Ethiopian protests calmer as Israeli police come out in force

Ethiopian protests were largely nonviolent on Wednesday as police responded in greater numbers and the family of the shooting victim called for calm.

By World Israel News Staff

Protests over the shooting death of an Ethiopian youth by an off-duty police officer earlier in the week were calmer on Wednesday. Israeli police, who came out in force, appeared to be largely successful in preventing a repeat of Tuesday’s violence.

The police received help from the parents of Solomon Teka, the 18-year-old victim who was killed on Sunday. They called for the protesters to dial down the intensity and hold off on protests until after shiva, the initial seven days of mourning according to Jewish tradition.

However, the police also acted with greater speed and determination at protesters’ attempts to block roads. At the Azrieli junction in Tel Aviv, hundreds of protesters rushed onto the street at the appointed hour to stop traffic. The police removed them quickly. Road-blocking attempts were tried in other places, also without much success. Several arrests were made.

“We expected tougher incidents,” a policeman told Yediot Ahronot. “I can understand the cry of the protesters but Israel is a state of law and our job is to uphold it.”

According to the paper, Ethiopian Jewish activists posted on social media that they didn’t plan on continuing with violent protests and told members of the community to remain in their homes. “We decided we should stop the violence and now is the time to speak,” one activist told the paper.

Ethiopian protests are different from others in Israel, Yediot reported. Typically, organizers call for a gathering in the a city square and request the necessary permits. Ethiopians simply come out to the streets, answering calls put out on social media.

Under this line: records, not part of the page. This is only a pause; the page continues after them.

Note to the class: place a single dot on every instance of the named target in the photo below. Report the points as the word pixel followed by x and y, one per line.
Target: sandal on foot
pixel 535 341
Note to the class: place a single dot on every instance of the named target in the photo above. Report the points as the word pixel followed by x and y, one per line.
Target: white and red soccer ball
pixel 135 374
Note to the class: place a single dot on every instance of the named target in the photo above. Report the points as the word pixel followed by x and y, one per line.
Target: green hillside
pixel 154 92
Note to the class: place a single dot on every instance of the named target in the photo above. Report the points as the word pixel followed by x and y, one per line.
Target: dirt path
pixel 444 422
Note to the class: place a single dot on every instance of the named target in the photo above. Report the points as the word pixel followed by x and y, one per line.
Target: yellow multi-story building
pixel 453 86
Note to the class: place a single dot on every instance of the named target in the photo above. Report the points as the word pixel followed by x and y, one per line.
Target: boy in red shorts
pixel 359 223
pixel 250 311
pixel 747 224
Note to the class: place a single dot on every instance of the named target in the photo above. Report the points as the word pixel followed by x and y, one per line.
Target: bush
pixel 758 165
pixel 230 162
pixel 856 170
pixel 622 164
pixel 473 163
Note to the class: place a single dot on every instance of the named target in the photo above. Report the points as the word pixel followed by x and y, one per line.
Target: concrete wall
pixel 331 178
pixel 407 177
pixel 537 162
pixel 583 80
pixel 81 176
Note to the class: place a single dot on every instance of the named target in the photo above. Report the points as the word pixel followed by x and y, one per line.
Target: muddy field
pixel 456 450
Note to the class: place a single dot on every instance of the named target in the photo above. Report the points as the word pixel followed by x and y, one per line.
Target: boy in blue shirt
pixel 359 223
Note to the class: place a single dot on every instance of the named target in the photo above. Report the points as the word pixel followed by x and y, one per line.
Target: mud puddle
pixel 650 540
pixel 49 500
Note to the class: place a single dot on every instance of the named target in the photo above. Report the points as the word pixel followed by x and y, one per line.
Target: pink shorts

“It really resembles the ‘Arab Spring’ revolution. You don’t need posters and flyers — it’s enough to run posts, and people arrive in the masses,” one Ethiopian activist said.

Ethiopian Jews in Israel are ripe for calls to protest. They harbor resentment over alleged discrimination in general and specifically by the police. Since 1997, 11 members of the Ethiopian community have been killed in various circumstances by Israel’s police force.

In the latest shooting, the policeman said he acted in self-defense and felt in imminent danger. He said he shot at the ground in warning and the bullet ricocheted and struck Teka in the chest. However, others dispute this version of events.

The police promise to investigate the incident thoroughly.